Brutte notizie per Michele Santoro dalla Corte d’Appello di Milano. Dopo diciassette anni di processi il teletribuno, come riporta Libero quotidiano,  è stato condannato a risarcire l’avvocato Andrea Mascetti, leghista e membro del Consiglio federale del Carroccio, per 13mila euro più le spese legali. I fatti risalgono al 2000, quando Santoro durante Il raggio verde su Raidue aveva associato l’avvocato Mascetti, nell’ambito di una inchiesta su movimenti xenofobi, a organizzazioni che promuovevano una ideologia razzista.
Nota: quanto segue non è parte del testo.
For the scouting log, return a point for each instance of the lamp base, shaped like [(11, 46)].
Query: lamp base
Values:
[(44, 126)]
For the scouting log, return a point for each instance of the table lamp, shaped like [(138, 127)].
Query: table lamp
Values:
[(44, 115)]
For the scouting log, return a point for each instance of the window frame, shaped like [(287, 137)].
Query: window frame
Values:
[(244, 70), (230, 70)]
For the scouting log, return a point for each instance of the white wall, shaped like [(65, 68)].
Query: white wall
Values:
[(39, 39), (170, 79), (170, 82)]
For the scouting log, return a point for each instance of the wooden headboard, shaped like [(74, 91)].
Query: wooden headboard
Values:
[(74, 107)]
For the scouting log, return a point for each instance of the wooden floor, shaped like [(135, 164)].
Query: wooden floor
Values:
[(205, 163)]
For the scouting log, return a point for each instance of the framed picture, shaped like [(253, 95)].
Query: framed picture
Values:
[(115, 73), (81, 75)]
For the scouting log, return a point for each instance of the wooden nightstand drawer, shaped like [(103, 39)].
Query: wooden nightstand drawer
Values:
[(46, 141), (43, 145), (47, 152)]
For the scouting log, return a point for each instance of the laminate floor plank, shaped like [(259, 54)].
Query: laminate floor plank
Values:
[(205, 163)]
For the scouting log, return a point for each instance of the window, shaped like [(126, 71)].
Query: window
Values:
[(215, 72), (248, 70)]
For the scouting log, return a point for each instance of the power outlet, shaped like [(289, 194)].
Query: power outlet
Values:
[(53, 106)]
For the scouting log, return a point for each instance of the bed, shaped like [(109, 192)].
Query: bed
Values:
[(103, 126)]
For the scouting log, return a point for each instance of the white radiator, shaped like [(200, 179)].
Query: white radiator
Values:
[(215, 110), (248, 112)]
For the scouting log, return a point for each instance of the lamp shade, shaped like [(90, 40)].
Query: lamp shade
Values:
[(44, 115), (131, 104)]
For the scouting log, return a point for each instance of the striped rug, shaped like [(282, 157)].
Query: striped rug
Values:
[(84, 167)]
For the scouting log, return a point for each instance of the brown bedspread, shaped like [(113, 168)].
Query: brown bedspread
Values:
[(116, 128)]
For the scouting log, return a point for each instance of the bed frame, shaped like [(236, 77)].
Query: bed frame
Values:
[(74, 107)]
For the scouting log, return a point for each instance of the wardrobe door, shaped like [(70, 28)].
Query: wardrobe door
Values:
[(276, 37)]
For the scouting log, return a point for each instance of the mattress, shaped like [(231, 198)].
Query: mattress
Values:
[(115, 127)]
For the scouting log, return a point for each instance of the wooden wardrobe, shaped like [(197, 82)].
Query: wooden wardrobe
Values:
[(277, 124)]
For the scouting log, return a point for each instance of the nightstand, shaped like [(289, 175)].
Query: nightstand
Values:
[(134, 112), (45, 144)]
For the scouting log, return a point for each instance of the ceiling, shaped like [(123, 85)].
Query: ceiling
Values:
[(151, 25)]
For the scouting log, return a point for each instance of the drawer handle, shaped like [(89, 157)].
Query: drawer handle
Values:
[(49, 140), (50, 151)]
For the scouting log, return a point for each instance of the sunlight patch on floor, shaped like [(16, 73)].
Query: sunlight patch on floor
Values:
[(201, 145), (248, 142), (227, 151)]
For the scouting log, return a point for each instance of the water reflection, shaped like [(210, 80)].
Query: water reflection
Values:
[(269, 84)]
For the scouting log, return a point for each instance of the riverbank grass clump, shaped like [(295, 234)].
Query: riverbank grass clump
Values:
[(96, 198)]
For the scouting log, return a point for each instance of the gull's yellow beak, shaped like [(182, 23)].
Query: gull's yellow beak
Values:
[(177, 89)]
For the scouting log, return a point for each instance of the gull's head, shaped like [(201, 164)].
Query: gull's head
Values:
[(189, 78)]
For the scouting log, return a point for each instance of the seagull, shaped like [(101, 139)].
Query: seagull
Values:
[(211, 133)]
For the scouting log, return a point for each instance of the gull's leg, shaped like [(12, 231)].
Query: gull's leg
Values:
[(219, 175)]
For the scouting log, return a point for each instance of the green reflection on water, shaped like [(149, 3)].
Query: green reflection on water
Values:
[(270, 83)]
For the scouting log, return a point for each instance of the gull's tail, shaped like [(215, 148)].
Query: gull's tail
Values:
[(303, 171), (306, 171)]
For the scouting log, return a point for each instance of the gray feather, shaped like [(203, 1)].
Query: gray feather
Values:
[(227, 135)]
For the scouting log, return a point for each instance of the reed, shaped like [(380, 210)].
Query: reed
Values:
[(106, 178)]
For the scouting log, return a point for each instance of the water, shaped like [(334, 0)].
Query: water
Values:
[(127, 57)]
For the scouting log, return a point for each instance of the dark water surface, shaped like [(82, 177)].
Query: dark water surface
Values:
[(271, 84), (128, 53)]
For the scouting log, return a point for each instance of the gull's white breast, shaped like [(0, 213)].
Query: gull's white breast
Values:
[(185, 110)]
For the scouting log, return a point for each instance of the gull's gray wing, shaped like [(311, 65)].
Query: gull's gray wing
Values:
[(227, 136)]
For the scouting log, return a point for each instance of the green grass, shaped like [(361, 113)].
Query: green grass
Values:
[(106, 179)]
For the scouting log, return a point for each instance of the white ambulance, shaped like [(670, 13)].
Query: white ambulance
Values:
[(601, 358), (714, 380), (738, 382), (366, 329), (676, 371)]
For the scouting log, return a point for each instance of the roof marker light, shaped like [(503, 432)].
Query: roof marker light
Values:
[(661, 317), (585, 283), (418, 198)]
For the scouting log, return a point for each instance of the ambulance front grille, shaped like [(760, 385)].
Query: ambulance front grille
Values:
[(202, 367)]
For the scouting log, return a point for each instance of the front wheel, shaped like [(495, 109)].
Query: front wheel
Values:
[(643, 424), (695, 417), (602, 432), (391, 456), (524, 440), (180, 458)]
Già la Cassazione aveva ribadito la responsabilità del giornalista e conduttore per diffamazione contro Andrea Mascetti, i giudici della Corte d’Appello di Milano hanno adesso quantificato il danno.

Santoro condannato, ecco la sentenza

Come si legge sul Giornale, la sentenza afferma che «Michele Santoro, in quanto autore di una condotta integrativa del reato di diffamazione, deve essere condannato a risarcire il danno sofferto da Andrea Mascetti per l’ingiusto e offensivo accostamento della propria persona ad associazioni fortemente caratterizzate in senso antisemita e xenofobo, con valenza sicuramente lesiva del suo onore, del suo prestigio e della sua reputazione». Il leghista, si legge ancora sul Giornale,  dedica «questa piccola vittoria personale al compianto amico Gilberto Oneto che, assieme a lui, fu coinvolto in questa spiacevole vicenda».